Dean Frankel of Lux told Next Energy News that it was not the research firm’s intention to “pour cold water” on enthusiasm surrounding the announcement. Frankel stressed that the overcapacity was not likely to be a significant long-term concern, but nonetheless said that he felt the 500,000 EVs by 2020 was an ambitious target and explained why.
“We’re talking about one single claim that we’re evaluating. Their claim of 500,000 EVs in the year 2020. For that claim they would need the entire 35GWh capacity in that year. We don’t see that being likely; if we look at where [total] global electric vehicle sales are projected to go, we’re talking about 440,000 in the year 2020. Meaning that Tesla themselves would have to grow the market and have pretty much the entire EV market. The market itself may be bigger than that, and there are a number of factors which contribute to that like rising gas prices and infrastructure, but for Tesla to hit these targets it would absolutely be unprecedented and something that we don’t see as being likely at all.”

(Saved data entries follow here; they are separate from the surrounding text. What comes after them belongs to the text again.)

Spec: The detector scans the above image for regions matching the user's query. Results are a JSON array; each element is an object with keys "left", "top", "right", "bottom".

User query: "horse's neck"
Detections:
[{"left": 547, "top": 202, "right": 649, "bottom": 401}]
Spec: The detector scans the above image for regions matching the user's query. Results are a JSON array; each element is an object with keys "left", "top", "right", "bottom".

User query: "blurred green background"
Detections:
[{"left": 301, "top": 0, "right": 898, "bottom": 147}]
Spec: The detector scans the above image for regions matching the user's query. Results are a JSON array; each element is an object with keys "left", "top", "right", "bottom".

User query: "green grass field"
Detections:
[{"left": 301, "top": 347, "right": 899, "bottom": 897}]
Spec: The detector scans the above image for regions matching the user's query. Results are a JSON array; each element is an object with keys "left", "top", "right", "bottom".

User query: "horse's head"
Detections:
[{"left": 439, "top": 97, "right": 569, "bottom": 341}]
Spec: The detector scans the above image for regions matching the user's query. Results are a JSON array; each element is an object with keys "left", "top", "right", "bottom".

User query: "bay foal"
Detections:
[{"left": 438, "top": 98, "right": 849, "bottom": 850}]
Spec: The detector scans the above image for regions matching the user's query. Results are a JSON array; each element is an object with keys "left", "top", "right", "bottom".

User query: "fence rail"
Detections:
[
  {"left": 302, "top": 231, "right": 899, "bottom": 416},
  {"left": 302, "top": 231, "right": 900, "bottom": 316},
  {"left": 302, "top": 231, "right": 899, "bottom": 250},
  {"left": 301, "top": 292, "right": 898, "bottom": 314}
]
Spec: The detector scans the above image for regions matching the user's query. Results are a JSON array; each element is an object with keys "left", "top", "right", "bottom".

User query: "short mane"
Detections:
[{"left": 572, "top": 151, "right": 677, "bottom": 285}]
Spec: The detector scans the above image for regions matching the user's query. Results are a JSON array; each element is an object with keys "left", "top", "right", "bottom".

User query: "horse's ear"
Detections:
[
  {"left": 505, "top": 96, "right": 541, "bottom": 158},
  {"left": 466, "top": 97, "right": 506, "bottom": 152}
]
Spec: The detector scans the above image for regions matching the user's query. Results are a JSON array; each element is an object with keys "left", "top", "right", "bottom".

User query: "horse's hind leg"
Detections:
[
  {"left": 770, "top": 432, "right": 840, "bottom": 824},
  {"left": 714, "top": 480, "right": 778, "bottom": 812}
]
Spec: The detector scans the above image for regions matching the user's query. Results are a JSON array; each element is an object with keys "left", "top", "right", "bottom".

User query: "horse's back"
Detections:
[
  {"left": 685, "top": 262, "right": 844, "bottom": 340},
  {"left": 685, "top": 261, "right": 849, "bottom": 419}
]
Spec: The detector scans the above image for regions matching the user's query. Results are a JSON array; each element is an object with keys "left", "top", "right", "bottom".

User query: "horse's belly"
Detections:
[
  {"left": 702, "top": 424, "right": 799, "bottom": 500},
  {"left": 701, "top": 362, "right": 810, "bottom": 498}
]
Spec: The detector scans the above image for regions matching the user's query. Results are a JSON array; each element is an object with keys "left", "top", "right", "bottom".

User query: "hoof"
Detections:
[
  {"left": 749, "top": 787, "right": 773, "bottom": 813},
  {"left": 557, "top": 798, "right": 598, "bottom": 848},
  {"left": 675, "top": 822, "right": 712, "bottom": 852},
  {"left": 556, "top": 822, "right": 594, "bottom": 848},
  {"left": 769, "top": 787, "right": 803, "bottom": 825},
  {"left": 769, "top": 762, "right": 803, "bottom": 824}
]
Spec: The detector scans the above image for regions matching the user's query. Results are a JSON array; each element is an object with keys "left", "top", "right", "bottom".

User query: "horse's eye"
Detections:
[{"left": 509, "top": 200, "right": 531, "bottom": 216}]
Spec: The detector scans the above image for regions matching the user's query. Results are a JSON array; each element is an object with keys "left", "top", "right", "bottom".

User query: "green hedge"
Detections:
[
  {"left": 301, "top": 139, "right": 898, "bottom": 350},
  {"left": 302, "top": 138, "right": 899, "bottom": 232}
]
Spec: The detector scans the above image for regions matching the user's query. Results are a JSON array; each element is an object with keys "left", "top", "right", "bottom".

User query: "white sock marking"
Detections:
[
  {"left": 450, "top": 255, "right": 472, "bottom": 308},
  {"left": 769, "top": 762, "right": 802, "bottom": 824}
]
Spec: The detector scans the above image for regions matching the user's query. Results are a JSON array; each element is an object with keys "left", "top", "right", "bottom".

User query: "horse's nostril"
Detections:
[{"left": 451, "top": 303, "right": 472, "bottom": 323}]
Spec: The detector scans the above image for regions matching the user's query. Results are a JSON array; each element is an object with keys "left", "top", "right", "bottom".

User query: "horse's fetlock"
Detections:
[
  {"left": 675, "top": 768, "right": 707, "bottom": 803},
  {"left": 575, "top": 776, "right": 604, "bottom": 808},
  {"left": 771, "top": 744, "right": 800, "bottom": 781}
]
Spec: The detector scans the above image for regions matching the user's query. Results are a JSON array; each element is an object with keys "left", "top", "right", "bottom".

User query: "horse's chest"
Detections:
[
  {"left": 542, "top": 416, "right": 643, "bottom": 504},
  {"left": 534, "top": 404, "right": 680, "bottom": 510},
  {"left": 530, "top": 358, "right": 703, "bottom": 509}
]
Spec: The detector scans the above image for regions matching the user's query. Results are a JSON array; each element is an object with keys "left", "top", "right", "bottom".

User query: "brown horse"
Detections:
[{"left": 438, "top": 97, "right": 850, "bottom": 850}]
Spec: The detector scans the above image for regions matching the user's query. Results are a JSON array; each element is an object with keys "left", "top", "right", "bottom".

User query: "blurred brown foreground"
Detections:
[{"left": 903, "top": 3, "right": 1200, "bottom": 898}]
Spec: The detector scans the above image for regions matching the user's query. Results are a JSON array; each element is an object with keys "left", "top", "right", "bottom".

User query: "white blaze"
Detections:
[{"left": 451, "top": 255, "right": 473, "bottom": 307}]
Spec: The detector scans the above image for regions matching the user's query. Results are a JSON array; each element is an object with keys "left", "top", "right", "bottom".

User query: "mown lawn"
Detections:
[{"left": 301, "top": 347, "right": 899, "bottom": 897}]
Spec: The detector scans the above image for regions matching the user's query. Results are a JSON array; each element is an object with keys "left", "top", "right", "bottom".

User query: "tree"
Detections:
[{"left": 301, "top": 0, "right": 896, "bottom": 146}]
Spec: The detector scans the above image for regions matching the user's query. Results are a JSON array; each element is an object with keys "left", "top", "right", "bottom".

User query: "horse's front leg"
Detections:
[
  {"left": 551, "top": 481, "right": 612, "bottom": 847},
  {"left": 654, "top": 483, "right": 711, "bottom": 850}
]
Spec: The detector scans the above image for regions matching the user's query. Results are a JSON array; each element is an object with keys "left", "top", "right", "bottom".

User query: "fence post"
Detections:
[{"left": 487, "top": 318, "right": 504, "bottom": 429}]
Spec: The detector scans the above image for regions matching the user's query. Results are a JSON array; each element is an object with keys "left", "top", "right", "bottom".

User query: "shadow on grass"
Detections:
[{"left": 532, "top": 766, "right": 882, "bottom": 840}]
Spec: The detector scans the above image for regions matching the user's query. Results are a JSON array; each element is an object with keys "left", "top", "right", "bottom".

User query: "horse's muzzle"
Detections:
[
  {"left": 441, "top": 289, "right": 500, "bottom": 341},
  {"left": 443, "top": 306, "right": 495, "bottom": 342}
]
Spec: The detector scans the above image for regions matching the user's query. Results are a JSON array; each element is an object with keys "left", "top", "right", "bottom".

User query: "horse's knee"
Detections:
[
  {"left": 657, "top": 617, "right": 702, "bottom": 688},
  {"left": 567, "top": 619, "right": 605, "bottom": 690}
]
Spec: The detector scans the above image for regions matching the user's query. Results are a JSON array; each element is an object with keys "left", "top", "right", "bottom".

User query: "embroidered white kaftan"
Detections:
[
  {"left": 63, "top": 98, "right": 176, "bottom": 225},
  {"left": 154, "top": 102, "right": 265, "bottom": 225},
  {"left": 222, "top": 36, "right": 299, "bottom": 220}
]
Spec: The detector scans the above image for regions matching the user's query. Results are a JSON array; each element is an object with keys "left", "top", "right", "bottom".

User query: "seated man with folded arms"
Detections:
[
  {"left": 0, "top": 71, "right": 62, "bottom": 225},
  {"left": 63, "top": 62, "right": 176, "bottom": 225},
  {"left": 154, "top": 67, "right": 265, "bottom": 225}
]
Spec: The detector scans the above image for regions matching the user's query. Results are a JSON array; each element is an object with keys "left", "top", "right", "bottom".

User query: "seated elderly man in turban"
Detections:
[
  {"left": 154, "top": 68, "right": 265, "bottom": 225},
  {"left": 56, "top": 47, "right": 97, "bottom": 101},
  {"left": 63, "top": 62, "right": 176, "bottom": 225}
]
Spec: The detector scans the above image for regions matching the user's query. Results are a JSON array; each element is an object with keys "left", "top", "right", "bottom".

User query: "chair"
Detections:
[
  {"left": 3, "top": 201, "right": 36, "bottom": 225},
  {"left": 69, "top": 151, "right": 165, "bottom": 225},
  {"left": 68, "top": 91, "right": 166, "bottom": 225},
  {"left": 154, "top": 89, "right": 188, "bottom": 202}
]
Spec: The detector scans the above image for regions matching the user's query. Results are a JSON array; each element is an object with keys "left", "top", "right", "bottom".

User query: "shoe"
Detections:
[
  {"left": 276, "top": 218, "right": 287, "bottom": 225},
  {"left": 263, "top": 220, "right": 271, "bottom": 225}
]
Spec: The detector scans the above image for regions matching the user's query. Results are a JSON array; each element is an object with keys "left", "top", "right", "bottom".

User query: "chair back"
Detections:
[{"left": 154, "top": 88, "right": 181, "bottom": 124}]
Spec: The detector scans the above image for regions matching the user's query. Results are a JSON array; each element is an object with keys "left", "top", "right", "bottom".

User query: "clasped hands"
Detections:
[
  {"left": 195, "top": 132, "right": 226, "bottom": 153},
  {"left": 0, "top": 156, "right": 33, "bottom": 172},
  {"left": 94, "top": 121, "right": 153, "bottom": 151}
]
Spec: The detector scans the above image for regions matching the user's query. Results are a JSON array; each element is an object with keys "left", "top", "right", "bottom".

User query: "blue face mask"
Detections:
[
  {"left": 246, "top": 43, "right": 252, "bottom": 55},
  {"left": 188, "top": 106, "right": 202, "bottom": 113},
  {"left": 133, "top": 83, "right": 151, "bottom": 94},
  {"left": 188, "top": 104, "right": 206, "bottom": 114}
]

The lead author of the Lux Research report, Cosmin Laslau, also said that the cost of the Model 3 was likely to only drop by around US$2,800 as a result of production lines being supplied directly from the Gigafactory.
Frankel said one of the key reasons for Tesla choosing Nevada for the factory was that the firm had prioritised getting product to market quickly, and factors including Nevada’s relatively convenient location and lack of bureaucratic red tape standing in the way in the state compared to others nonetheless made it an appropriate choice for Tesla.